閑話休題 女神の独り言
久しぶりに、私だけの秘密基地に帰ってきました。
このところ仕事が忙しくて、ゆっくり休む時間もとれなかったのですが、たまには息抜きも必要でしょう。
お母様から割り振られた仕事を、最近は予定よりも早く進めています。
妹たちには内緒ですが、これは秘密の計画のためです。
ノルマに余裕を作っておいて、こっそり眷属を呼び寄せて、私とそっくりに変装させれば……。私が地上に行っても、バレることはないでしょう。
幸いなことに、私の眷属にはやることがなくて暇にしている者が大勢居ます。
……完璧な計画ですね!
それはともかく、疲れた体には休息が必要です。
まずは冷たいジュースを飲んで、気分を落ち着かせて……。
創多さんの生活を見守るのも久しぶりです。
最後に見たのは確か、大きくなったオニキスさんが、ガーディアンを倒したところでしたね。

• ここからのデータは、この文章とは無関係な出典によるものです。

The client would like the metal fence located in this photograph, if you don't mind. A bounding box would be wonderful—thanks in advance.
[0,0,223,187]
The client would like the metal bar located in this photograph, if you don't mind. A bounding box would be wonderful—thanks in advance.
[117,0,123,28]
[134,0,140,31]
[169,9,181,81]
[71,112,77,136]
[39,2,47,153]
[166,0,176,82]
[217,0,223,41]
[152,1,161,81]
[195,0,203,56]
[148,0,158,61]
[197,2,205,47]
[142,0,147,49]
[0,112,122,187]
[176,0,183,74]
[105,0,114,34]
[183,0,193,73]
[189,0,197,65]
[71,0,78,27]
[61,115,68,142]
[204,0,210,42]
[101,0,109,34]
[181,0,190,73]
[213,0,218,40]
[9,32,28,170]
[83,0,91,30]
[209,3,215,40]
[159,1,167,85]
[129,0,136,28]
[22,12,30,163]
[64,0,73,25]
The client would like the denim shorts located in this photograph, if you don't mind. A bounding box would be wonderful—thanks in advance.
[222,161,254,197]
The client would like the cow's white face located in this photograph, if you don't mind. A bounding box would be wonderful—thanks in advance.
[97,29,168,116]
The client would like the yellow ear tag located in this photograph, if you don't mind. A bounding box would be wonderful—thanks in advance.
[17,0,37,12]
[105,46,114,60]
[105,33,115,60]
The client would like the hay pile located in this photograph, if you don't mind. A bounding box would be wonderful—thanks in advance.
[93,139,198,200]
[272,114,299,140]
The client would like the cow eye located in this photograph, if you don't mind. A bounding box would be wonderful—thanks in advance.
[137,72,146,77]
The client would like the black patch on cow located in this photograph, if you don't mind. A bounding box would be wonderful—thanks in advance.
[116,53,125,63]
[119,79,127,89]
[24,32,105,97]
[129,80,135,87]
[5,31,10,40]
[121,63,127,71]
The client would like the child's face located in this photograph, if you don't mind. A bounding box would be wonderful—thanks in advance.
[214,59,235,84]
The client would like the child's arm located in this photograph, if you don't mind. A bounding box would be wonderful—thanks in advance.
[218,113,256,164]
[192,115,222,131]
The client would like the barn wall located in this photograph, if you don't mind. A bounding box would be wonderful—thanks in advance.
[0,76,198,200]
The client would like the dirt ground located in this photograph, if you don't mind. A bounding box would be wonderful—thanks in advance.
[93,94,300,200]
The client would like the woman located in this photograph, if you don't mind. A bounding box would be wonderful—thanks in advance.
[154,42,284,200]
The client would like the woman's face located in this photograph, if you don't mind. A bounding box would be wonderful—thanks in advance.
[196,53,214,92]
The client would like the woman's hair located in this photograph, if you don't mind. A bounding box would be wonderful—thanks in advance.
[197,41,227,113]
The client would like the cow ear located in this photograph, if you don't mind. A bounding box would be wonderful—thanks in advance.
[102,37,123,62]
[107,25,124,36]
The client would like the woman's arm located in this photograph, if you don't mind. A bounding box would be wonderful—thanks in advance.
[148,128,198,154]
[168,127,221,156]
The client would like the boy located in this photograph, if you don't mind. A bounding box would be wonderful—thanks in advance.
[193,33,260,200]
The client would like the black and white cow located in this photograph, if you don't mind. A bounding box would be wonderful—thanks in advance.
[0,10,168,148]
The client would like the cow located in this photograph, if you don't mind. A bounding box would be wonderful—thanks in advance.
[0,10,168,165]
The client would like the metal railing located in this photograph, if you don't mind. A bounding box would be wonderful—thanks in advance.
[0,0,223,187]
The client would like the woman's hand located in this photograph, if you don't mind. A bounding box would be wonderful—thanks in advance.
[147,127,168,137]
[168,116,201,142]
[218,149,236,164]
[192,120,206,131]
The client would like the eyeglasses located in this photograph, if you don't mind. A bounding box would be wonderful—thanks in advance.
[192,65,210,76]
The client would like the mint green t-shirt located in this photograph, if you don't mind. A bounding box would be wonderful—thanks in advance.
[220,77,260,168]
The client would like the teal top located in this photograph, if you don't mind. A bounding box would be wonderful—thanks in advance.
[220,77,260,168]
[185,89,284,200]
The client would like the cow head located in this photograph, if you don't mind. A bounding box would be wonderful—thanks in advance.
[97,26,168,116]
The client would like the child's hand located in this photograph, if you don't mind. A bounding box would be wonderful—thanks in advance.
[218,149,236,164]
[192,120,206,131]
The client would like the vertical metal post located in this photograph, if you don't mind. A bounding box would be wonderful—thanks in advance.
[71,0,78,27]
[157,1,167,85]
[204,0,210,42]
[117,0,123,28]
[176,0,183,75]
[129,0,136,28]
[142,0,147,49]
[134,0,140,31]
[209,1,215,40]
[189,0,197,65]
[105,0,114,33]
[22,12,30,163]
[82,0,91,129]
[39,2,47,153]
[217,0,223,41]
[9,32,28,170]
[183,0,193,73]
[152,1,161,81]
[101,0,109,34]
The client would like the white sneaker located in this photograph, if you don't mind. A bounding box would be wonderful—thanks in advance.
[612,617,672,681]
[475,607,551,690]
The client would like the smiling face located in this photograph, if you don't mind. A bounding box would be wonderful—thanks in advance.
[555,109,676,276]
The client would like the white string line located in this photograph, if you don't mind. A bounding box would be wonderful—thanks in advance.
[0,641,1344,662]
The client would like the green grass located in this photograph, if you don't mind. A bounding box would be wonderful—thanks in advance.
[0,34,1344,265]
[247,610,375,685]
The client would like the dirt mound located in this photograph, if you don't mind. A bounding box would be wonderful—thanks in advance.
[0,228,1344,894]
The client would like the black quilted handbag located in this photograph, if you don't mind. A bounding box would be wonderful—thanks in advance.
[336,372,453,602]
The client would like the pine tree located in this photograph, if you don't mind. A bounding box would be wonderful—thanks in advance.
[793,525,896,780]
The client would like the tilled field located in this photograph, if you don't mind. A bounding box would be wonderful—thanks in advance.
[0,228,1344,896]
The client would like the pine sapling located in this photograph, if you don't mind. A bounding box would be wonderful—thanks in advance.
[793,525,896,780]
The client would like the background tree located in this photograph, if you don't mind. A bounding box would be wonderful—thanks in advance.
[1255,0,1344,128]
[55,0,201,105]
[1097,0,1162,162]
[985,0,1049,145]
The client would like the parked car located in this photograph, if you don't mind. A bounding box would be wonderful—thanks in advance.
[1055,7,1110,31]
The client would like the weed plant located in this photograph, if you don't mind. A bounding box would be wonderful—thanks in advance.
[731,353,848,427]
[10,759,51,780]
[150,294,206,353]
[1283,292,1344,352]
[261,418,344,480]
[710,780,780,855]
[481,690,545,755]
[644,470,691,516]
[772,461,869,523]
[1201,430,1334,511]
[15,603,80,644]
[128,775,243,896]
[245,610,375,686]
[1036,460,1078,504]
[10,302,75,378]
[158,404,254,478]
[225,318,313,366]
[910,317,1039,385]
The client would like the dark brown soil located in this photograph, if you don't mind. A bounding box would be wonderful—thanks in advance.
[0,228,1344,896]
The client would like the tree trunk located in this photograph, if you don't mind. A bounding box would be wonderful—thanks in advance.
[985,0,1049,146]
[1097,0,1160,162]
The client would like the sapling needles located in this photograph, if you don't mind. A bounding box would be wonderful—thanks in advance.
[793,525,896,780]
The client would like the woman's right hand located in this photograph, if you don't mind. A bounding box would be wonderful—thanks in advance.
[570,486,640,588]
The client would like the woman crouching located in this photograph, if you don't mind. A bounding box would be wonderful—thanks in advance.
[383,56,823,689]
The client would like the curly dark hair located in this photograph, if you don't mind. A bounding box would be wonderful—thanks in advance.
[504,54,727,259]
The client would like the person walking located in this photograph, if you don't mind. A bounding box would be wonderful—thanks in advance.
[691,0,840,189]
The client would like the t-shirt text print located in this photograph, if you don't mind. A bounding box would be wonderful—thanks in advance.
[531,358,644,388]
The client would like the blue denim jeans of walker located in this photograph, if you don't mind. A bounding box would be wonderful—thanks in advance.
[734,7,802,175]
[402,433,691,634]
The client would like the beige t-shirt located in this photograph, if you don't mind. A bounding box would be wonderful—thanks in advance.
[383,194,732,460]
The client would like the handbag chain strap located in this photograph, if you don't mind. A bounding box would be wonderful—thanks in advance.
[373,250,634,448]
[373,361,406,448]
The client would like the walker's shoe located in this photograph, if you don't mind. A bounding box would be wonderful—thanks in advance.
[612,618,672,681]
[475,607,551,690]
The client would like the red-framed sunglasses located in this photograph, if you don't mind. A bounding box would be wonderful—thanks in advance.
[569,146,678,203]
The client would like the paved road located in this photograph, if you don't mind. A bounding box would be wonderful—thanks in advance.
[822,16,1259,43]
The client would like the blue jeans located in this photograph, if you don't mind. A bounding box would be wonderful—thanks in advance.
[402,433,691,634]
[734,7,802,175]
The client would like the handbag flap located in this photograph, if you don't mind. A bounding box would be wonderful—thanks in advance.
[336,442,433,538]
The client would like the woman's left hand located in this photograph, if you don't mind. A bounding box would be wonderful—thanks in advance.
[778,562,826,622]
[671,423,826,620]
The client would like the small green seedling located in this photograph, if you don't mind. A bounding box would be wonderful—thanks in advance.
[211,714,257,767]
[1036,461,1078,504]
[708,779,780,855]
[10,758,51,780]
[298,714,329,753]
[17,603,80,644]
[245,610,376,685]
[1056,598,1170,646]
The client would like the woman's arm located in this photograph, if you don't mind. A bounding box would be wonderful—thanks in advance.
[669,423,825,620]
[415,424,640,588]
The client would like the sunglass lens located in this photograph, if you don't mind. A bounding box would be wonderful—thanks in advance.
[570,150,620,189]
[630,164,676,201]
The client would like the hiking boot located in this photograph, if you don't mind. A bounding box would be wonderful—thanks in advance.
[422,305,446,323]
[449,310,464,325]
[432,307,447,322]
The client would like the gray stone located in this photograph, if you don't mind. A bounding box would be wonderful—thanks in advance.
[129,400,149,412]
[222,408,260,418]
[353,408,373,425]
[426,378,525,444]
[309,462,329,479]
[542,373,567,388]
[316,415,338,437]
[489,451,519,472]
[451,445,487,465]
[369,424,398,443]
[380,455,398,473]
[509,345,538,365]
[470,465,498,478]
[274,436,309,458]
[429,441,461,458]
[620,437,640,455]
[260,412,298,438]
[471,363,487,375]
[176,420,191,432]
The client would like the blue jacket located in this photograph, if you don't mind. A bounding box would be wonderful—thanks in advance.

ルビィさんが豹の姿になって、創多さんを背中に乗せて、すごく張り切っていたのを思い出します。
あと、オニキスさんが強くてびっくりしました。
お母様が産みだした最初の巨人族……。サイクロプスやヘカトンケイルよりも強いのではないでしょうか? さすがに言い過ぎかしら?
ちょっと、シロ。
あなたはここで、創多さんたちをずっと見守っていたのでしょう?
あれから、何か変わったことはなかったかしら?
……創多さんが新しい家に引っ越した?
森に囲まれた場所で、ルビィさんもトパーズさんも満足してる?
そう言えば、英雄の城でそんな話をしてましたね。
どうやら、創多さんにふさわしい立派な屋敷のようで良かったです。
でも、英雄の顔を思い出すと、ちょっぴり嫌な気分になるのは何故でしょう?
……気のせいですよね、きっと。
女神が人間に嫉妬するだなんて、そんなこと有り得ないですから。
☆
お久しぶりです、ルビィさん。今日も機嫌が良いようですね。
それで、今日はどこに向かってるんですか? 馬車に乗ってお出かけしているようですが。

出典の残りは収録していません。